Nucs are not all that hard to make, and I intend to "make" (acknowledging that the bees do the important work) a couple to overwinter from now on, to make up any losses. If more people did this, and come spring found themselves with surplus nucs, maybe the price would not be so dear.


----------



## Banemorth (Feb 28, 2015)

Supply and demand. Basic economics. If people pay $225 than $225 isn't too much money.


----------



## Denniston (Mar 19, 2015)

As an outsider trying to make his way into the hobby of beekeeping, I can say the cost of bees has been the one thing that has held me up. I have been able to rummage around my garage and find some pieces of plywood to make up a couple nucs, and picked up some pieces of value wood at the big box store to make some deeps. 

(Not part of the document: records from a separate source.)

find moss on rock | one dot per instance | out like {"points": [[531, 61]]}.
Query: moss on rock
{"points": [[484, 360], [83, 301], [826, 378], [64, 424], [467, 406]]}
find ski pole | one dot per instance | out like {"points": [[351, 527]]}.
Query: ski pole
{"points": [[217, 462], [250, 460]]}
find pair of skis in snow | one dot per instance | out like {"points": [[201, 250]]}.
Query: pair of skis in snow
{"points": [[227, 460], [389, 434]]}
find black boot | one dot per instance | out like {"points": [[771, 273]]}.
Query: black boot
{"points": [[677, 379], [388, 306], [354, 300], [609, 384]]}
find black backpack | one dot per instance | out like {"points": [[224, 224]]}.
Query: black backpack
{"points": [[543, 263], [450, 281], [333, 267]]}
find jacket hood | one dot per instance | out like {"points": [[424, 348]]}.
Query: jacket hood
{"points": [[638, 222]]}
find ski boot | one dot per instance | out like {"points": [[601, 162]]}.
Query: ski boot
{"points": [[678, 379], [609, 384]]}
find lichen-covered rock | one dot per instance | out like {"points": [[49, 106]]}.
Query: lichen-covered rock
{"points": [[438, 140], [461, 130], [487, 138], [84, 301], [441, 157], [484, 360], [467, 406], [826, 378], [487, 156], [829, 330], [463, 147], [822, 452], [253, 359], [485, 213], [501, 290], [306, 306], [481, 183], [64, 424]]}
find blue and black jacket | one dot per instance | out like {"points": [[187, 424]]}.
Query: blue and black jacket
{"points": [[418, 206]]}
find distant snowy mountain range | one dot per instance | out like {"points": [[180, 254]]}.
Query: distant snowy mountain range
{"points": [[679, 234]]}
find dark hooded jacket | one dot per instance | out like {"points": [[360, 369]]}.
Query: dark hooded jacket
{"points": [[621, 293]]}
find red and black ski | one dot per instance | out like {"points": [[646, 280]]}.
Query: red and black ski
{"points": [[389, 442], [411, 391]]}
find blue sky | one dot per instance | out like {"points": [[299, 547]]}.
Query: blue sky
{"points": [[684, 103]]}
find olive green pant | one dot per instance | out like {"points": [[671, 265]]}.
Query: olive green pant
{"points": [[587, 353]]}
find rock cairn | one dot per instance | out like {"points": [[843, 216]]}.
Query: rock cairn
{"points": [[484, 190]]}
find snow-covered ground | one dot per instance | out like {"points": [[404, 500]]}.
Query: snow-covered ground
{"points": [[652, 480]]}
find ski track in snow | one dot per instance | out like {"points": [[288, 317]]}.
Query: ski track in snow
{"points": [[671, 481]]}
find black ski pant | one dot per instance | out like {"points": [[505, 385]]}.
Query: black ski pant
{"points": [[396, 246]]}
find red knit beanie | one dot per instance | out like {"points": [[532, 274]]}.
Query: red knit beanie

I've asked around at with a few members of the local beekeeping association, but haven't heard back, but I think it would be cool if every beekeeping association would have a program to help new beekeepers get their first colony of bees. I envision a program where the new beek would have to pay for or provide their hive and personal equipment, and they would get a split. The conditions on the program would be that in the next year or so they would in turn provide a split for another new beek, also maybe they would be given a mentor, and have to attend some of the classes the association holds. 

Maybe this type of program exists, but I haven't see it yet. I'm going to be attended our local association meeting for the first time this week, so hopefully I find out a lot more there.


----------



## Phoebee (Jan 29, 2014)

Denniston said:


> I've asked around at with a few members of the local beekeeping association, but haven't heard back, but I think it would be cool if every beekeeping association would have a program to help new beekeepers get their first colony of bees. I envision a program where the new beek would have to pay for or provide their hive and personal equipment, and they would get a split. The conditions on the program would be that in the next year or so they would in turn provide a split for another new beek, also maybe they would be given a mentor, and have to attend some of the classes the association holds.
> 
> Maybe this type of program exists, but I haven't see it yet. I'm going to be attended our local association meeting for the first time this week, so hopefully I find out a lot more there.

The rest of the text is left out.